A veces me gustaría recordar menos para evitar el contraste que el paso del tiempo se empecina en marcar, ese entre sonreirle a los ojos brillantes de mi abuela y llamarla porque siento el compromiso una vez por semana.

domingo, 16 de marzo de 2014

Una tele más grande.

“Una tele, queremos cambiar la tele de nuestra pieza” me contestó mi papá cuando le pregunté qué buscaba en el catálogo de electrodomésticos. Pensé que quizá se había roto, o algo no andaba y salía casi lo mismo arreglarlo que comprar una nueva. Viste que a veces pasa, que las cosas, mortales como nosotros, empiezan a fallar y por revivirlas te piden algo parecido a por enviudar y conseguirte unas más jóvenes, más lindas, más tontas. Eso exactamente buscaba mi papá, sólo que sin el averío de la actual. “Queremos una tele más grande porque en la parte del mueble en donde va, sobra espacio a los costados.” Raro. Rarísimo. Digo, la tele de ahora es bastante grande y, por lo menos para mí, los huecos le dan un poco de aire a semejante pedazo de madera. Para los que no conocen el cuarto de mi papá, que son básicamente todos, el mueble abarca la pared entera en frente de la cama. Porque si hay algo que no le importa a mi papá es el feng shui. O sí, a veces estas cosas dependen de su mujer.

Esa tarde pensé mucho en mi papá y su tele, en lo innecesario y caprichoso que me resultaba ese cambio pero también en que quién soy yo para decirle a él cómo debe gastar su plata o cuántas pulgadas necesita para ver los goles de Messi. Mi papá es así, se da lujos y no me parece mal, para eso labura todos los días. Mantiene la simpleza en cosas más chicas, como el café negro sin azúcar o un pedazo de dulce de batata con queso después de comer.

Después de ir y venir, de bronca y desentendimiento, de bichito comunista y colegio privado, aterricé en lo que -creo- me estaba molestando desde el principio: los huecos no se tapan, se dejan a la vista o a lo sumo se intentan llenar. No tiene nada de malo tener agujeros, habla de nosotros y habla de las cosas. Cuentan historias. Hubo algo que fue tan importante como para hacerse un lugar, moldear el espacio y dejarlo así al ausentarse. Y el mueble vino así de fábrica, y la tele también, y quedan un poco ridículos, pero no lo suficiente como para que uno piense en la ley del embudo. Quedan en el punto justo de mal como para que esté bien. Hasta es un poco tierno, es como si él fuera muy alto y se tuviera que agachar para que ella, en puntitas, llegara a besarlo.

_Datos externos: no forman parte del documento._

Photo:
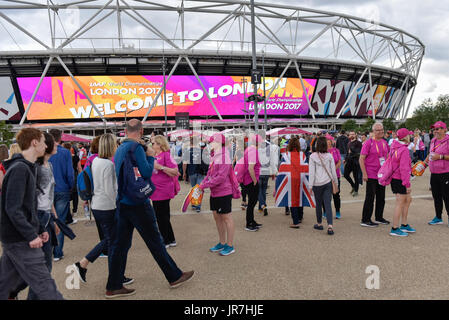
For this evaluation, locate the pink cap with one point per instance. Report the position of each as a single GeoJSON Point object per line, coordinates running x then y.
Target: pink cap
{"type": "Point", "coordinates": [217, 137]}
{"type": "Point", "coordinates": [439, 124]}
{"type": "Point", "coordinates": [256, 138]}
{"type": "Point", "coordinates": [402, 133]}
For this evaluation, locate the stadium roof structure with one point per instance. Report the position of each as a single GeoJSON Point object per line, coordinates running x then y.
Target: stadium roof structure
{"type": "Point", "coordinates": [209, 37]}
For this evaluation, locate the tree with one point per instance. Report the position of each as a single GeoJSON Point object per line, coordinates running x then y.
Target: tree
{"type": "Point", "coordinates": [368, 125]}
{"type": "Point", "coordinates": [349, 125]}
{"type": "Point", "coordinates": [428, 113]}
{"type": "Point", "coordinates": [388, 124]}
{"type": "Point", "coordinates": [6, 134]}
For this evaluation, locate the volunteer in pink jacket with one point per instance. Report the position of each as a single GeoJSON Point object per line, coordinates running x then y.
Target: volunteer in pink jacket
{"type": "Point", "coordinates": [438, 161]}
{"type": "Point", "coordinates": [164, 178]}
{"type": "Point", "coordinates": [218, 180]}
{"type": "Point", "coordinates": [374, 153]}
{"type": "Point", "coordinates": [400, 183]}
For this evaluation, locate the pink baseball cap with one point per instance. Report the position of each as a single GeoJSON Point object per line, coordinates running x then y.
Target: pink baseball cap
{"type": "Point", "coordinates": [256, 138]}
{"type": "Point", "coordinates": [217, 137]}
{"type": "Point", "coordinates": [439, 124]}
{"type": "Point", "coordinates": [402, 133]}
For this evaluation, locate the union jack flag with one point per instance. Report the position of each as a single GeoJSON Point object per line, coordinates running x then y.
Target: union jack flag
{"type": "Point", "coordinates": [292, 182]}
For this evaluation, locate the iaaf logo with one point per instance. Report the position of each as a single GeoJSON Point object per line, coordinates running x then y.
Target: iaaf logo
{"type": "Point", "coordinates": [137, 173]}
{"type": "Point", "coordinates": [146, 189]}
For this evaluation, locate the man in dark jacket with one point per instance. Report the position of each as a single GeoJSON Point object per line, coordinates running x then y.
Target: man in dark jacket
{"type": "Point", "coordinates": [21, 234]}
{"type": "Point", "coordinates": [141, 216]}
{"type": "Point", "coordinates": [352, 163]}
{"type": "Point", "coordinates": [342, 146]}
{"type": "Point", "coordinates": [65, 180]}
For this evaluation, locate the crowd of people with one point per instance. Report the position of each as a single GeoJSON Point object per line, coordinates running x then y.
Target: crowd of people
{"type": "Point", "coordinates": [135, 180]}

El problema es que mi papá lidia así con todo. Niega. Si lo tapo, es como si no exisitiera. Y encima con cosas, y encima en perfecto estado. Imaginate frente a una persona rota. O sea, cualquier persona. Cualquier persona está algo rota, tiene huequitos que intenta llenar o fue cambiada por una más joven, más linda, más tonta, menos rota. Y con nosotros, las personas, los averiados, hay que sentarse a hablar.

Arreglar a un roto es difícil, más que nada porque lo roto es como contagioso, por eso arreglar a un roto sale tan caro como darle la espalda. Y dos rotos no hacen más que seguir rompiéndose. Y dos que se creen sanos hacen como mi papá y eventualmente buscan otro modelo. Porque sí, porque pueden.

Los rotos sabemos que no queda otra que amigarse con los huequitos, encontrar algo que les cambie la forma y los llene o, mientras tanto, jugar con el aire de ese espacio y abrazarlo, entenderlo. Será cuestión de paciencia y evitar darse por viudo antes de tiempo. Enamorarse de ese beso en puntitas y no, quizá, comprar una tele más grande.